Posted Sat, 07/11/2009 - 03:07 by Evan Lovely
So on Evernote on my iPhone I was getting an error when attempting to sync a note I made on my iPhone up to the Evernote server that said:Synchronization Error u5I couldn't find anything on Google so I was about to uninstall it when I inspected the note that wouldn't sync up. It was supposed to have a picture of a receipt on it, but it just showed a question mark that looked like an image on a web site not loading. I deleted the note and then syncing began again normally.
Posted Tue, 06/16/2009 - 22:24 by Evan Lovely
If you are using Drupal with the Nice Menus module and if you hover over a menu item, then pause, then move off again, the entire drop down menu disappears. We found that this only happens when the anchor has a title tag. This line of jQuery fixes it:
$(".block-nice_menus a").removeAttr("title");
Posted Tue, 06/16/2009 - 05:00 by Evan Lovely
When it comes to web design, you want your clients to look at the layout of the site, and how the site handles the content. It can be easy to get caught up reading the text, so designers usually fill it in with Lorem Ipsum text. It's great, I love it. But what about images? Surely, you've got to demonstrate to your clients that the image upload feature of the content management system works, show them where they can expect the image to be once it's uploaded, and to know that an image can even go there, all while not distracting them with the image that you happened to have on your desktop that you decided you use just because it was closest one at the moment.

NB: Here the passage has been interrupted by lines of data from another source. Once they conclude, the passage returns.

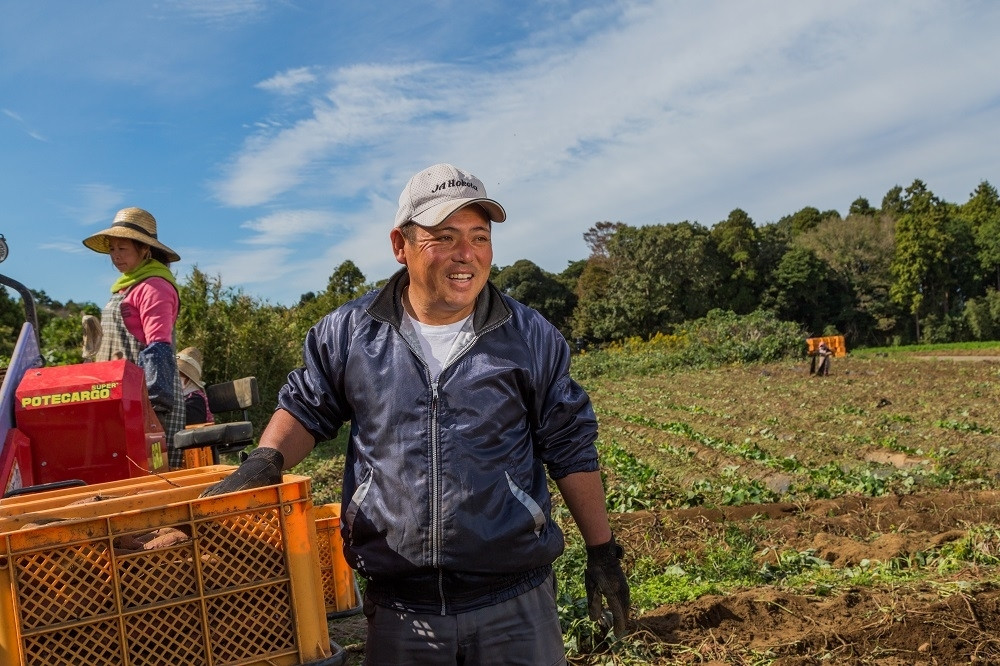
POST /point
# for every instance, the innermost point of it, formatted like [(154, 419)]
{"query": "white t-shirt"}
[(438, 343)]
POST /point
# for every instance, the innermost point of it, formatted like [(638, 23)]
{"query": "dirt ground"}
[(949, 620)]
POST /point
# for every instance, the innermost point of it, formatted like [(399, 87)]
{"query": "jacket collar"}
[(490, 312)]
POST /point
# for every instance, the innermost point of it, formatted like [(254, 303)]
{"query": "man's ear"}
[(398, 245)]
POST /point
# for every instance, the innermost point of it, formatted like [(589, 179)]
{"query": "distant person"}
[(461, 407), (196, 409), (823, 354), (138, 322)]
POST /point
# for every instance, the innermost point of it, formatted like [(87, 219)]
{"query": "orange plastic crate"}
[(339, 584), (241, 589)]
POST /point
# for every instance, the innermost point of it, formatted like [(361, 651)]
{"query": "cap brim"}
[(435, 215), (99, 241)]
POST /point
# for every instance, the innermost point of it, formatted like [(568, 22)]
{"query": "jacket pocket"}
[(358, 498), (528, 502)]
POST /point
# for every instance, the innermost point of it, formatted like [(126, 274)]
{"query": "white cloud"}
[(669, 112), (287, 226), (288, 82)]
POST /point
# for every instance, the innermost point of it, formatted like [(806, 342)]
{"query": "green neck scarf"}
[(144, 271)]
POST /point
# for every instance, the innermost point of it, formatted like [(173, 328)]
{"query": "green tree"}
[(346, 283), (661, 276), (592, 311), (239, 336), (861, 208), (931, 264), (893, 203), (982, 213), (737, 242), (859, 251), (805, 290)]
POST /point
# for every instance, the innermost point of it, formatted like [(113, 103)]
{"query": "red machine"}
[(91, 421)]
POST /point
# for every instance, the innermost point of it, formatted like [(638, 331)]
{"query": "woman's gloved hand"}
[(261, 468), (604, 577)]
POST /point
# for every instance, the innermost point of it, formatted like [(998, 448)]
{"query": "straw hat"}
[(189, 364), (134, 223)]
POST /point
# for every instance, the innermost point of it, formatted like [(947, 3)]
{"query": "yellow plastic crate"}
[(340, 588), (239, 584)]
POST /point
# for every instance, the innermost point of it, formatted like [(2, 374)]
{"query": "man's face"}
[(448, 265)]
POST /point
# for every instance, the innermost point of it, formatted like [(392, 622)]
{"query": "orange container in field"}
[(834, 342), (144, 571), (340, 588)]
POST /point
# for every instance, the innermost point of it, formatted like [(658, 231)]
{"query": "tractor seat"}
[(239, 394)]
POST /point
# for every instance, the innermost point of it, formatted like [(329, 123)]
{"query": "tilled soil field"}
[(951, 619), (885, 460)]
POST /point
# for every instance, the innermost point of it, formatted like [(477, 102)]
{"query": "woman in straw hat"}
[(196, 408), (138, 322)]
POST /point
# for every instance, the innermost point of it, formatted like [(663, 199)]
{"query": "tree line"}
[(914, 269)]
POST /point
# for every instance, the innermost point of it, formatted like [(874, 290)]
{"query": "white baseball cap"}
[(438, 191)]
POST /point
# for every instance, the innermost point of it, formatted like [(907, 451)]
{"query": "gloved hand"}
[(604, 577), (261, 468)]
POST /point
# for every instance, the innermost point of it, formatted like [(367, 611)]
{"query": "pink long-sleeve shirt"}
[(149, 311)]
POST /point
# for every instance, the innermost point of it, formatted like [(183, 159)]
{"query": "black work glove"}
[(261, 468), (604, 577)]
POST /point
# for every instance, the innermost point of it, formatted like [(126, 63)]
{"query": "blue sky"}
[(271, 138)]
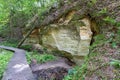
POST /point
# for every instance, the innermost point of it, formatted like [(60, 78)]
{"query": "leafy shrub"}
[(4, 59), (40, 58)]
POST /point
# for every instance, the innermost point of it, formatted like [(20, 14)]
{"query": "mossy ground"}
[(4, 59)]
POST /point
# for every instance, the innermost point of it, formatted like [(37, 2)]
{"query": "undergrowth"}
[(4, 59), (40, 58)]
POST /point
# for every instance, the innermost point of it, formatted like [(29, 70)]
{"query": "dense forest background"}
[(21, 17)]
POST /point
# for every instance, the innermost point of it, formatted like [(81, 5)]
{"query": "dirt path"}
[(17, 68)]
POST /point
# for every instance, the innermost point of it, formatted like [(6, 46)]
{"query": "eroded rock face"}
[(73, 40)]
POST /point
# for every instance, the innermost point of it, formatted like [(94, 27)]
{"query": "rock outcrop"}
[(72, 39)]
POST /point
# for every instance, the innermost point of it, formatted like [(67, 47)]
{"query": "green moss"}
[(40, 58)]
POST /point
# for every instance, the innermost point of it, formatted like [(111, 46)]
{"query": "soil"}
[(52, 70)]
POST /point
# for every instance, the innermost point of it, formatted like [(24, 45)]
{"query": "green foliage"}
[(114, 45), (4, 59), (40, 58), (115, 63), (77, 73), (91, 3), (99, 40)]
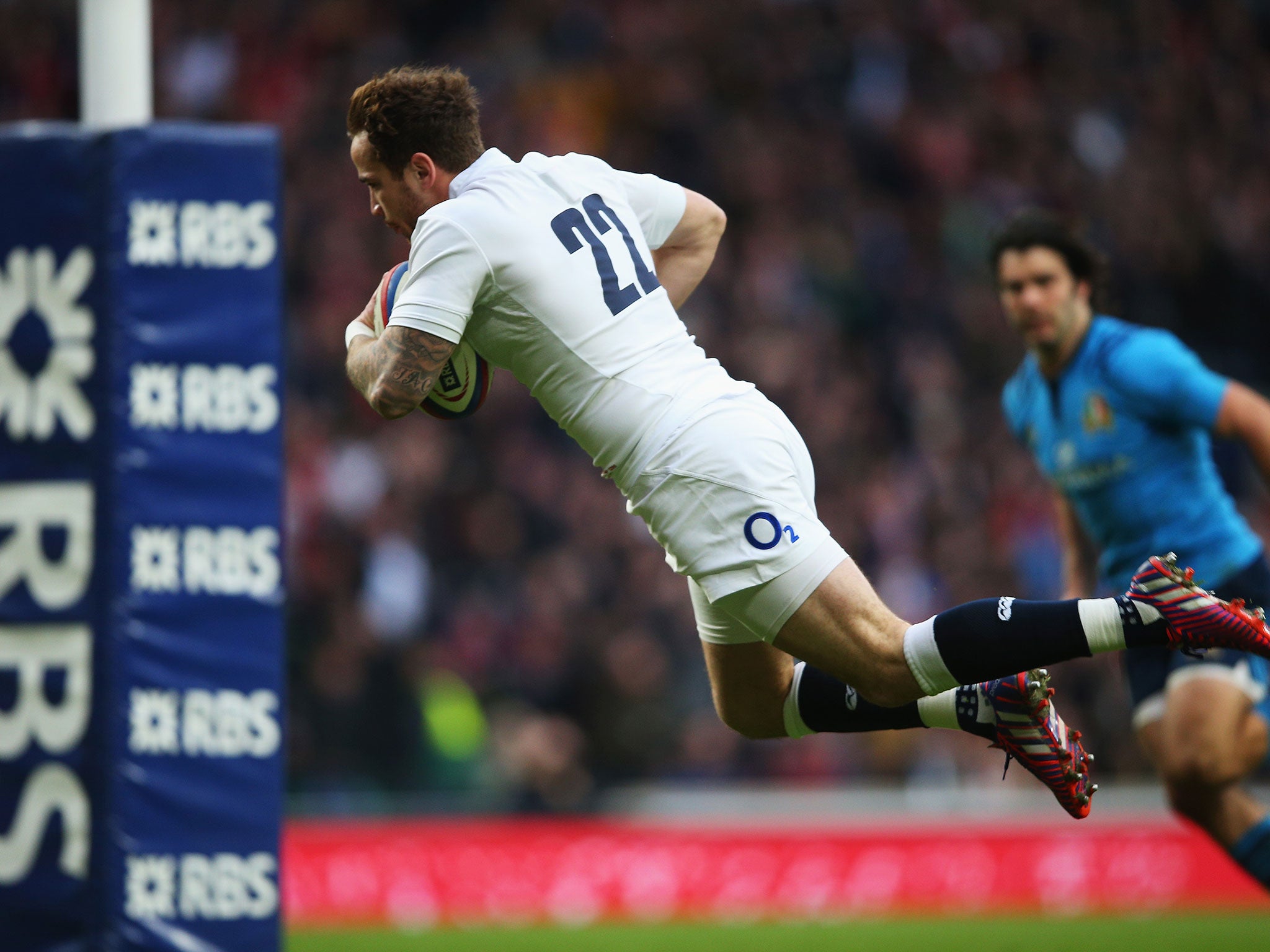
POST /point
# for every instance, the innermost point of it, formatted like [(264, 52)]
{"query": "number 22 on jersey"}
[(573, 229)]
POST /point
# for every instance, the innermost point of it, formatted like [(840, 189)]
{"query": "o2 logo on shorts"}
[(768, 526)]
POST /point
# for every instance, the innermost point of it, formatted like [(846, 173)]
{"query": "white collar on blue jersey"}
[(489, 161)]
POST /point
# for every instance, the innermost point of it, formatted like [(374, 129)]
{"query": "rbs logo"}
[(201, 234), (37, 651)]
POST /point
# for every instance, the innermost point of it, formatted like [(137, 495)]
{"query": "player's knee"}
[(1193, 772), (755, 718)]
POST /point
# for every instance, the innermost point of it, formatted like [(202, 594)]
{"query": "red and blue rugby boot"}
[(1197, 619), (1032, 733)]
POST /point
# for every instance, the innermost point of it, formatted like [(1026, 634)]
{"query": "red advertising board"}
[(422, 873)]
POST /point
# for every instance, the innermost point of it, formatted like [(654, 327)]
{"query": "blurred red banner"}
[(419, 873)]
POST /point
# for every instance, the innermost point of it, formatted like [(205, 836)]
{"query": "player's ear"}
[(424, 168)]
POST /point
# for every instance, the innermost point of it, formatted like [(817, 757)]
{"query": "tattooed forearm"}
[(397, 371)]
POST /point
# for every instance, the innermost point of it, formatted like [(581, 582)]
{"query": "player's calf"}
[(1014, 714)]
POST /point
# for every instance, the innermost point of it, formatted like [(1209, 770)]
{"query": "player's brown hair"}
[(418, 110), (1038, 227)]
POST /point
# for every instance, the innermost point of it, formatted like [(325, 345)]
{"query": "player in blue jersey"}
[(1118, 418)]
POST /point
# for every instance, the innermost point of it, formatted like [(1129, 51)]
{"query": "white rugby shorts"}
[(732, 500)]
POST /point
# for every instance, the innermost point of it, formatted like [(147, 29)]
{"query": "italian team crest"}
[(1098, 414)]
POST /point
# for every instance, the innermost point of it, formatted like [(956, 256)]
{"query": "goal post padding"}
[(141, 591)]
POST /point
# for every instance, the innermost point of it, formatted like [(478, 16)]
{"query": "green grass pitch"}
[(1165, 933)]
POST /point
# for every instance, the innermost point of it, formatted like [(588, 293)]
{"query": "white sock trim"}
[(925, 660), (939, 711), (1100, 617), (794, 724)]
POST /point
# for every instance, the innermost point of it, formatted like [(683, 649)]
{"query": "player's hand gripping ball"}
[(464, 381)]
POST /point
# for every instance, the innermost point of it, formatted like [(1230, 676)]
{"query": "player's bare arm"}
[(1080, 560), (1245, 415), (397, 369), (685, 257)]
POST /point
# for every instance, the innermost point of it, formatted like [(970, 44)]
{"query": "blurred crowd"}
[(474, 620)]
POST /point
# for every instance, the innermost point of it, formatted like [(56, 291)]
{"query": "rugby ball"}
[(464, 381)]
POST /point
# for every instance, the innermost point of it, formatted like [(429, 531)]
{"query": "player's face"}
[(398, 200), (1041, 298)]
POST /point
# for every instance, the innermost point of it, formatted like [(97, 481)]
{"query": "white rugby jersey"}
[(544, 267)]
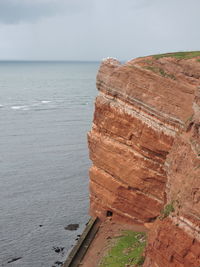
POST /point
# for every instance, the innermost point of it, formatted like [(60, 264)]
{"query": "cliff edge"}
[(144, 145)]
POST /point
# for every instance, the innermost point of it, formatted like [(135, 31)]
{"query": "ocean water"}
[(46, 109)]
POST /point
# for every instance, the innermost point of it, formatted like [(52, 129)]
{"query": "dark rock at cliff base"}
[(14, 259), (72, 227)]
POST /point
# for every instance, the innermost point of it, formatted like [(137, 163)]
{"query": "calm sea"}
[(46, 110)]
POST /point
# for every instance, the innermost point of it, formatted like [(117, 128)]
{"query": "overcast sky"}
[(95, 29)]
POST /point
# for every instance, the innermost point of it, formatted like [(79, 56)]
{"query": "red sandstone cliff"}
[(143, 112), (174, 239)]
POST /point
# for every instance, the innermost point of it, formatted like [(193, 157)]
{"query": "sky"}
[(95, 29)]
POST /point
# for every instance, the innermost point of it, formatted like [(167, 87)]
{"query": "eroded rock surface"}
[(140, 108), (175, 239)]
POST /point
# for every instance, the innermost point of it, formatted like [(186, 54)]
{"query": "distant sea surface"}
[(46, 109)]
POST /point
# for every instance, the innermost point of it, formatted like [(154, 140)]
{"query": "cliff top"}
[(155, 80)]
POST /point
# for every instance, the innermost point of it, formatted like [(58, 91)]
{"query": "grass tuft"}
[(128, 250)]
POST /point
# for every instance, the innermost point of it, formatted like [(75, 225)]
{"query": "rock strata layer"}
[(174, 239), (141, 107)]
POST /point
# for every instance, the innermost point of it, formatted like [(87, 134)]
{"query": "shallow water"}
[(45, 112)]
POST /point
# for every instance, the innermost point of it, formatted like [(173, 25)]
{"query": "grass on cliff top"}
[(128, 250), (179, 55)]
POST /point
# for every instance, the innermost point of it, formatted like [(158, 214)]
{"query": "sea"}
[(46, 110)]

Posted Fri, 06/12/2009 - 17:57 by Evan Lovely
So I've been using the Admin Module for Drupal recently to create a better backend for my clients, who end up using the site to create and edit content extensively, but did not have to piece all the nuts and bolts together. This module creates a nice page for getting to the all of what my clients usually need, and frankly, most of what I need. AJAX is just the right places, this module delivers a smooth, enjoyable administrating experience. Although, I don't think I could ever handle not having the Admin Menu module installed too.
Posted Thu, 06/11/2009 - 19:02 by Evan Lovely
I am building a site with a gallery in it and rely on the taxonomy list page for displaying all the pages with images. However, when I create new terms, it auto creates a redirect from /taxonomy/term/xx (xx = term id) to /taxonomy/term. Disabling the Path Redirect module fixed this.